Circadian rhythms in pediatric high-grade gliomas may contribute to treatment efficacy.

Pediatric high-grade gliomas (pHGG) are highly invasive with poor survival outcomes. Timing of Temozolomide administration has been shown to affect survival of adult patients with glioblastoma. We investigated whether pHGGs express circadian genes rhythmically and whether underlying rhythms affect Temozolomide sensitivity. Circadian gene expression in pediatric gliomas was analyzed using PedcBioPortal. Immunoblotting was used to assess protein levels in patient-derived pHGG lines and in high- and low- grade (pLGG) glioma specimens. Rhythmic gene expression in pHGG lines was measured via qPCR, and Temozolomide efficacy was tested during peak versus trough Bmal1 expression. Patient data revealed significantly different mRNA expression in multiple circadian genes between pHGGs and pLGGs, including higher Bmal1 expression in pHGG specimens and lower Rev-Erbα expression.

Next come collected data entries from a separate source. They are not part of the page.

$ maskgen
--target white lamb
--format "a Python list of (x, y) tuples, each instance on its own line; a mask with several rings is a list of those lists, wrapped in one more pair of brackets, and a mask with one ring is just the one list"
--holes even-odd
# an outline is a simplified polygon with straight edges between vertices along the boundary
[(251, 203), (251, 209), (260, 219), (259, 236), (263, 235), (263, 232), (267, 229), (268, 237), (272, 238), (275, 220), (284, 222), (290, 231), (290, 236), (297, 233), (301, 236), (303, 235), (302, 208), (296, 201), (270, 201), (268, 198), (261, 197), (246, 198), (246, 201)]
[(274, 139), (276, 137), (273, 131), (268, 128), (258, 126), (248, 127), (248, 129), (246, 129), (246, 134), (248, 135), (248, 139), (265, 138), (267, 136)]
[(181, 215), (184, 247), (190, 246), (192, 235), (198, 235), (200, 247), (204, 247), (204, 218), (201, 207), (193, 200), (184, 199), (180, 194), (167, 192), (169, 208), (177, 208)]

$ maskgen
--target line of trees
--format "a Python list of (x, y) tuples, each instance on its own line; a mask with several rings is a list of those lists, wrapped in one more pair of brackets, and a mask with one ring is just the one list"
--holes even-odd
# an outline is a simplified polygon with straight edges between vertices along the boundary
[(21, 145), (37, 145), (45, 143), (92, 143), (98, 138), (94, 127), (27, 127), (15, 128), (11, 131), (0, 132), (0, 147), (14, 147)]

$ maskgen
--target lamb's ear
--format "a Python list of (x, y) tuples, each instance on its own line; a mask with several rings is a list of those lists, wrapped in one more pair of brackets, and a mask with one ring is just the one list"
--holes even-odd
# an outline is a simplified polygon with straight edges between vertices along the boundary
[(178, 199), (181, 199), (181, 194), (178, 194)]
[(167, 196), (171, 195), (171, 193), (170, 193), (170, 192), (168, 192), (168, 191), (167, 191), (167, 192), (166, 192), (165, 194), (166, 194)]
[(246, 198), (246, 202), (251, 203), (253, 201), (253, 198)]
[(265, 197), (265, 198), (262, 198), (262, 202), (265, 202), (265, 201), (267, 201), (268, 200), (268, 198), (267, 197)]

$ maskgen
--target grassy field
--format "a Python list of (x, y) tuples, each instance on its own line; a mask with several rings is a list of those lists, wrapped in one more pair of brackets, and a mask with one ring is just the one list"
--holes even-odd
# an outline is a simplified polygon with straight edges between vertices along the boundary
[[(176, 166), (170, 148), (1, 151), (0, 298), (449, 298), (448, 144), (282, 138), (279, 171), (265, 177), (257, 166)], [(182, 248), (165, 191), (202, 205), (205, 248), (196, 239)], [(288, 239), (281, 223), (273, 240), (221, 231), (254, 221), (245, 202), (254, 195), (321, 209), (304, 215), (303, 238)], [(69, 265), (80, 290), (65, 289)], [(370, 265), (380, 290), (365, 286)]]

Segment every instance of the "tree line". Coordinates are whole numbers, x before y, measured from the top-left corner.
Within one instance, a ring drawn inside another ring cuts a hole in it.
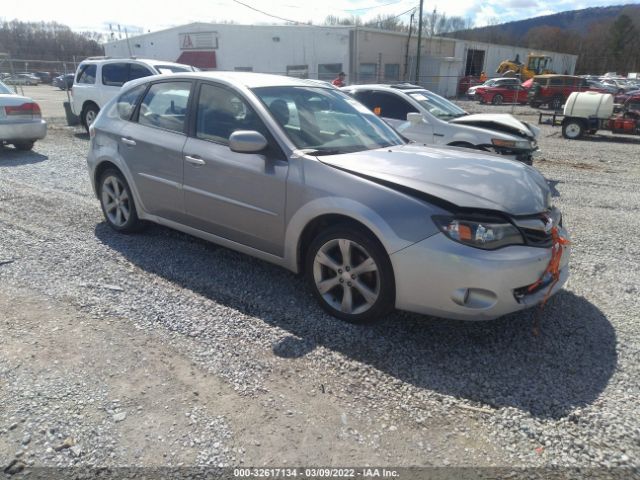
[[[412,17],[412,32],[418,30],[418,15],[417,10]],[[411,20],[410,20],[411,21]],[[398,15],[378,15],[372,20],[366,22],[362,21],[360,17],[355,15],[350,17],[339,17],[336,15],[329,15],[324,20],[325,25],[357,25],[367,28],[377,28],[379,30],[391,30],[394,32],[408,32],[409,23],[401,20]],[[422,15],[422,35],[437,36],[447,33],[455,32],[458,30],[470,29],[473,27],[473,21],[468,18],[448,16],[446,13],[438,12],[434,9],[430,13]]]
[[[73,61],[103,55],[103,35],[73,32],[56,22],[0,22],[0,53],[20,60]]]
[[[540,25],[520,35],[501,28],[498,19],[492,25],[473,29],[473,22],[462,17],[449,17],[433,10],[423,15],[424,37],[449,36],[465,40],[515,45],[536,50],[570,53],[578,56],[577,74],[602,74],[640,71],[640,8],[625,7],[614,18],[591,22],[583,30]],[[409,24],[397,16],[379,15],[362,22],[358,17],[329,16],[325,25],[358,25],[382,30],[408,32]],[[413,22],[417,31],[417,19]]]
[[[576,74],[626,74],[640,71],[640,8],[623,8],[614,18],[591,22],[582,30],[541,25],[522,36],[499,25],[451,36],[489,43],[578,55]]]

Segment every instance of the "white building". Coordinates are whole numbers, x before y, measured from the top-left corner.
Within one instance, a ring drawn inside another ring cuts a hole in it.
[[[417,39],[406,33],[354,26],[235,25],[191,23],[109,42],[105,54],[187,63],[208,70],[239,70],[332,80],[340,71],[348,83],[415,81]],[[423,39],[420,81],[445,96],[456,95],[460,77],[487,72],[526,48],[452,38]],[[558,73],[573,73],[575,55],[540,52]]]

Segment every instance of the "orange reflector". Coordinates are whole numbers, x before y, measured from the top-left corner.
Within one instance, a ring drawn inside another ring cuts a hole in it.
[[[471,227],[469,225],[458,225],[458,235],[460,235],[460,240],[471,240]]]
[[[375,113],[375,114],[376,114],[376,115],[378,115],[378,116],[382,115],[382,108],[380,108],[380,107],[375,107],[375,108],[373,109],[373,113]]]

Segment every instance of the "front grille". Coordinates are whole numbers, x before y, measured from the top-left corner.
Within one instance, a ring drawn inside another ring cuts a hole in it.
[[[545,232],[543,230],[532,230],[529,228],[521,228],[527,245],[532,247],[550,247],[553,244],[551,238],[551,232]]]
[[[531,247],[548,248],[553,245],[550,227],[562,226],[562,215],[557,208],[551,208],[548,212],[540,215],[514,220],[522,232],[526,244]],[[548,225],[549,221],[551,221],[550,225]]]

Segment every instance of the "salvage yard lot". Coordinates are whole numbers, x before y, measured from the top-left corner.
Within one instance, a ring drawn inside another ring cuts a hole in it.
[[[640,138],[539,143],[573,256],[538,336],[532,311],[344,324],[270,264],[113,232],[81,130],[0,149],[0,459],[640,466]]]

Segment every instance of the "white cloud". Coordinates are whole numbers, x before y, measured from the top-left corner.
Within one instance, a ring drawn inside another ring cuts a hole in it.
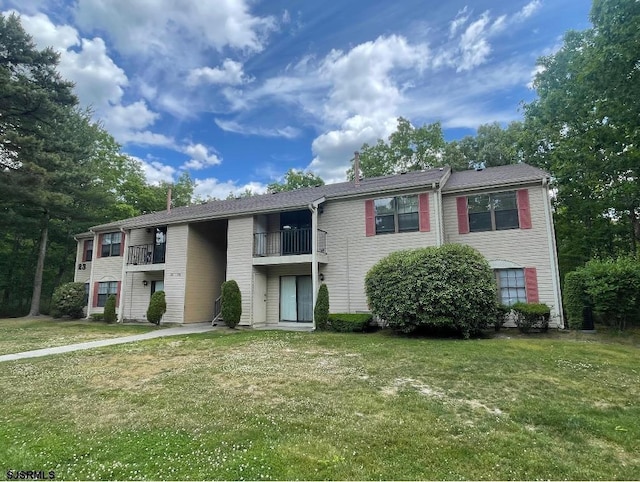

Significantly higher BMAL1 and CLOCK protein levels and lower REV-ERBα were present in pHGG versus pLGG tissue specimens. Our three pHGG lines displayed rhythmic Bmal1 and Rev-Erbα expression post-synchronization. We found significantly decreased proliferation when Temozolomide was applied during trough versus peak Bmal1 expression. The positive arm of the circadian clock appears upregulated in pHGGs compared to pLGGs. Pediatric HGGs rhythmically express circadian genes and exhibit differential Temozolomide sensitivity based on timing of administration.